Впрочем, нет, это не я. Соседа я бы убивать не стал. Он не сделал мне ничего дурного, он даже нравился мне. Отличный парень, отличный метод работы с женщинами, общительный, веселый, ничего дурного в нём не было. Нет, я бы точно не стал его убивать.
* * *
Дети. На эту ночь это были детские голоса. Мальчик и девочка. Говорили хором, как будто брат и сестренка. Они были такие наивные, как не пустить? Они стояли напротив моей двери и двери семьи Зайцевых, последних моих живых соседей. Отец, мать, двое ребятишек, два брата, трехгодовалый Егор и пятилетний Сергей. Оба русые, как и их отец, который прирезал их в последнюю очередь, дав им пожить лишь на минуту дольше матери. Но об этом я узнал лишь утром, когда вышел из квартиры и увидел полицию. Не буду скрывать, я слышал сдавленные крики, но выходить и пытаться помешать не мог. Страх меня победил.
И здесь я уже перестал хохмить. Крови было столько, что она залила всю квартиру. Иннокентий Зайцев не скупился на удары и наделал столько дыр, насколько у него хватило сил, забрызгав кровью всё, что мог. Безжалостно, не останавливаясь ни перед закрывающими лицо ручками, ни перед обезумевшими от страха глазами. Он просто истреблял. Напоследок распорол себе живот от пупка до шеи. Только вот это явно было не сэппуку.

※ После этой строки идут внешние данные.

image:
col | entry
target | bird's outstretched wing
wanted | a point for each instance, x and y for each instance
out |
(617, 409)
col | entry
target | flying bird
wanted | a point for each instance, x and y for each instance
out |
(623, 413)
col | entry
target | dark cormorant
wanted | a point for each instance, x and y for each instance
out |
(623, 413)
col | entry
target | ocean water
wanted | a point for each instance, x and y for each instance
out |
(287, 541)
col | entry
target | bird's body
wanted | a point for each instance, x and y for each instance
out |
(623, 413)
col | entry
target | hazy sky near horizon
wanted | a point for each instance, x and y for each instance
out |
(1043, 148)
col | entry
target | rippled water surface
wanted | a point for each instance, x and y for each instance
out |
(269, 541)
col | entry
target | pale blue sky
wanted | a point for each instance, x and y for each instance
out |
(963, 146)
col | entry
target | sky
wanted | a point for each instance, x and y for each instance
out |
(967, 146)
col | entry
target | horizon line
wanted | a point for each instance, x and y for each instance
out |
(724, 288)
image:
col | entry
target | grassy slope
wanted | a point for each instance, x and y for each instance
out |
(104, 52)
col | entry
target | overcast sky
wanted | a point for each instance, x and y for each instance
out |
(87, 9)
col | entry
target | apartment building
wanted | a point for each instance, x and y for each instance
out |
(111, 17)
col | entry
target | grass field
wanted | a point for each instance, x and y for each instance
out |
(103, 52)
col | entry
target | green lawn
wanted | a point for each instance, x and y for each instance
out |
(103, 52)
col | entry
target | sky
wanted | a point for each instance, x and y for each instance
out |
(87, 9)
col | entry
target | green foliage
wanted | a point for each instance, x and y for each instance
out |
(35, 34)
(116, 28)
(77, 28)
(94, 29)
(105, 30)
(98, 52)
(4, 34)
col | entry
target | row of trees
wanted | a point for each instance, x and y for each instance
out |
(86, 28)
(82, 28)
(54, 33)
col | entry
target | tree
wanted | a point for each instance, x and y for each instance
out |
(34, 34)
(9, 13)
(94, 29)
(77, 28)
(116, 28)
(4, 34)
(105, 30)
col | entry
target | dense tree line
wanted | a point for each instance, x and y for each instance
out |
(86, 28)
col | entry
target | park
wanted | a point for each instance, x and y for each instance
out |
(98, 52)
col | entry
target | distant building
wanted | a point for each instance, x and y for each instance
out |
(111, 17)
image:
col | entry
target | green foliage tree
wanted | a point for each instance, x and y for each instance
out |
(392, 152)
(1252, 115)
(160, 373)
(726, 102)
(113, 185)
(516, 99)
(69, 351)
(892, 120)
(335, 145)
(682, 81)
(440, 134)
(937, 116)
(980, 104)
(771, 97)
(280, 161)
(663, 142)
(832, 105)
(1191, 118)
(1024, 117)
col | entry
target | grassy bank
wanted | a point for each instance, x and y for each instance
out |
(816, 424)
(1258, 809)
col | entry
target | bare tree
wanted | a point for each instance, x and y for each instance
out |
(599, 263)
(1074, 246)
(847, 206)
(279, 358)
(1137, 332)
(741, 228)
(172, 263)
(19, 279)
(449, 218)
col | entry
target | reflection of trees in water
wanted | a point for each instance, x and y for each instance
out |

Кровь, слёзы и затем тишина. Тишина проникла везде. Остался абсолютно пустой этаж. Хотя, почему этаж, я слышал, что и те, кто ниже и выше этажами, дали старт на несколько дней, в ужасе сбегая от навалившихся самоубийств и убийств.
Если честно, я не ожидал такого поворота событий и даже когда сбежали все соседи, я надеялся, что обязательно приедут какие-нибудь любители острых ощущений и, засев на моём этаже с гитарой, будут дежурить всю ночь, периодически выпрашивая у меня кофе или чай. Я был готов спонсировать их безвозмездно, лишь бы они были со мной. Но, увы, всем как-то оказалось пофиг на всю эту проблему, никто не приехал, и я остался на один.
Я не смог уснуть. Ни в шесть, ни в семь. Всё, что я делал – это ходил кругами, да периодически поглядывал на дверь, ожидая ночи. У меня не было возможности уехать. Оставалось лишь ждать своего времени. Поэтому я просто лег и закрыл глаза.
И оно пришло. Привычно притворившись голосом, который нам близок больше всего. И в этот раз это был голос моей девушки, которая стояла позади двери и била по ней, крича, что её насилуют. Это было так наивно, так тупо, так глупо, я лишь улыбнулся и закрыл дверь на засов. Мне было неинтересно это, я был сильнее собственного страха. И я справился с ним.
А вот утром, когда я пошёл на работу, я увидел тело молодой девушки, изрезанное и согнутое в неестественной форме. У которой были порваны юбка и колготки, а возле была целая лужа крови. Нагнувшись над ней, я хотел было повернуть её голову, чтобы узнать, кто это, но застыл. Я вдруг увидел браслет своей девушки.
И тут я проснулся. Не отойдя от шока, я снова услышал, как она кричит. Недолго думая, я спрыгнул с кровати и подошёл к двери, резким движением открыв её. Надо же, это была действительно она, только почему-то голая и в крови. Я улыбнулся, всё-таки голоса заставили меня открыть дверь.